当我在 Acrobat 1.0 上工作时,我负责“查找...”命令,该命令将您的问题作为一个子集。有了更丰富的工具和更多的专业知识,花了几个月的时间才把它做好。

回答by David van Driessche

If you want to understand what the bytes are you're seeing for the Tj operator, have a look at the PDF specification: http://www.adobe.com/content/dam/Adobe/en/devnet/acrobat/pdfs/PDF32000_2008.pdf

如果您想了解 Tj 运算符看到的字节是什么,请查看 PDF 规范:http: //www.adobe.com/content/dam/Adobe/en/devnet/acrobat/pdfs/ PDF32000_2008.pdf

More specifically - look at section 9.4.3. To paraphrase that section - each byte or potentially sequence of multiple bytes must be looked up in the font used to paint the text (in your example the font is identified as /F1). By looking it up you'll find the actual character this code refers to.

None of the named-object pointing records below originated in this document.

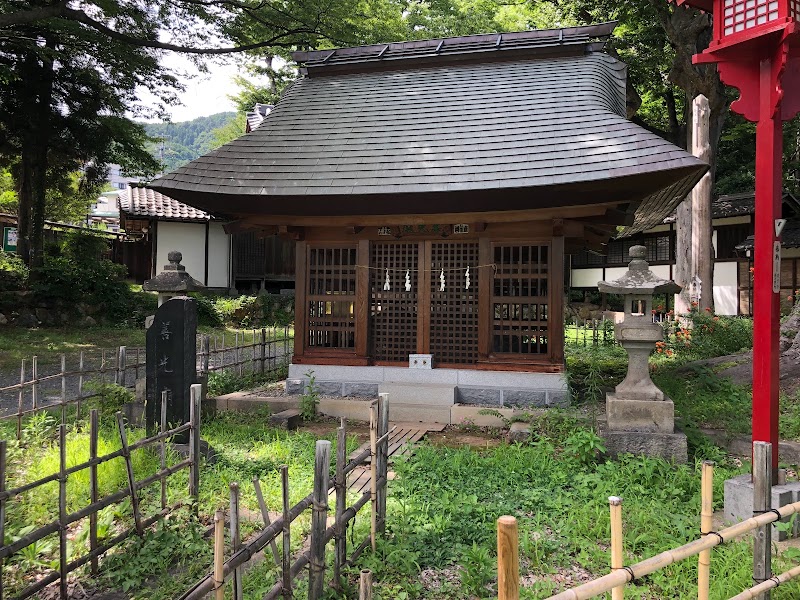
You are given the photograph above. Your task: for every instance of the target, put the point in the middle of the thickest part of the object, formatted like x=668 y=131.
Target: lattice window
x=739 y=15
x=393 y=312
x=520 y=299
x=454 y=311
x=331 y=297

更具体地说 - 查看第 9.4.3 节。解释该部分 - 必须在用于绘制文本的字体中查找每个字节或多个字节的潜在序列(在您的示例中,字体标识为 /F1)。通过查找,您将找到此代码所指的实际字符。

Also keep in mind that the order in which you see these text commands here might not reflect natural reading order at all, so you'll have to figure out based on the positions you find what actually the correct order of these characters is.

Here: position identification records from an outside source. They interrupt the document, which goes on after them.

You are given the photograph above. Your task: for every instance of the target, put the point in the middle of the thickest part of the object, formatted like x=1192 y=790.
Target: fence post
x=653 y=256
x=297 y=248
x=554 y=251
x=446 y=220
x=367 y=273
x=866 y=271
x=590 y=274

还要记住,您在此处看到这些文本命令的顺序可能根本无法反映自然的阅读顺序,因此您必须根据位置找出这些字符的实际正确顺序。

Also keep in mind that your PDF file might not contain spaces for example. Since a space can be "faked" by simply moving the next character a bit to the right, some PDF generators omit spaces. But finding a gap in coordinates might not be a word break. It could also be the end of a column for example.

还要记住,例如,您的 PDF 文件可能不包含空格。由于只需将下一个字符向右移动一点就可以“伪造”空格,因此一些 PDF 生成器会省略空格。但是在坐标中找到差距可能不是一个词中断。例如,它也可以是列的结尾。

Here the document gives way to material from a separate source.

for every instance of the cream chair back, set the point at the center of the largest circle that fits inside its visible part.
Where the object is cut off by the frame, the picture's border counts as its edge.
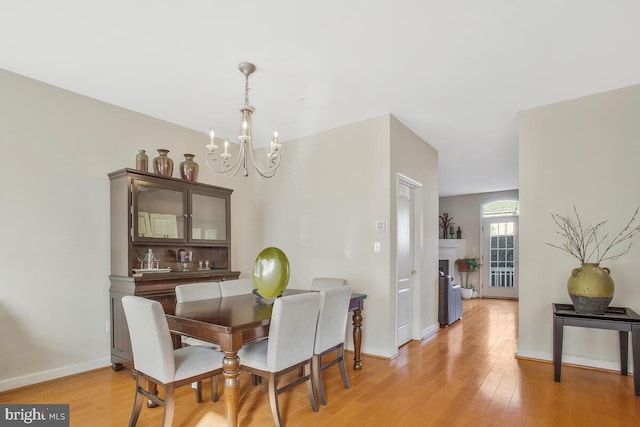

This is really, really hard - especially if you are trying to do this on generic PDF files (as opposed to for only a few layouts that you know always come from the same source). I've written a text editor for PDF long ago for a product called PitStop Pro that is still around (no longer affiliated with it) and it was a really hard problem.

这真的非常困难 - 特别是如果您尝试在通用 PDF 文件上执行此操作(而不是仅针对您知道始终来自同一来源的少数布局)。很久以前,我为一个名为 PitStop Pro 的产品编写了一个 PDF 文本编辑器,该产品仍然存在(不再隶属于它),这是一个非常困难的问题。

If that is an option, try using an existing library or tool. There are certainly commercial options for such a library or tool; I'm less familiar with open-source / free libraries so I can't comment on that.

如果这是一个选项,请尝试使用现有的库或工具。这样的库或工具当然有商业选择;我对开源/免费库不太熟悉,所以我不能对此发表评论。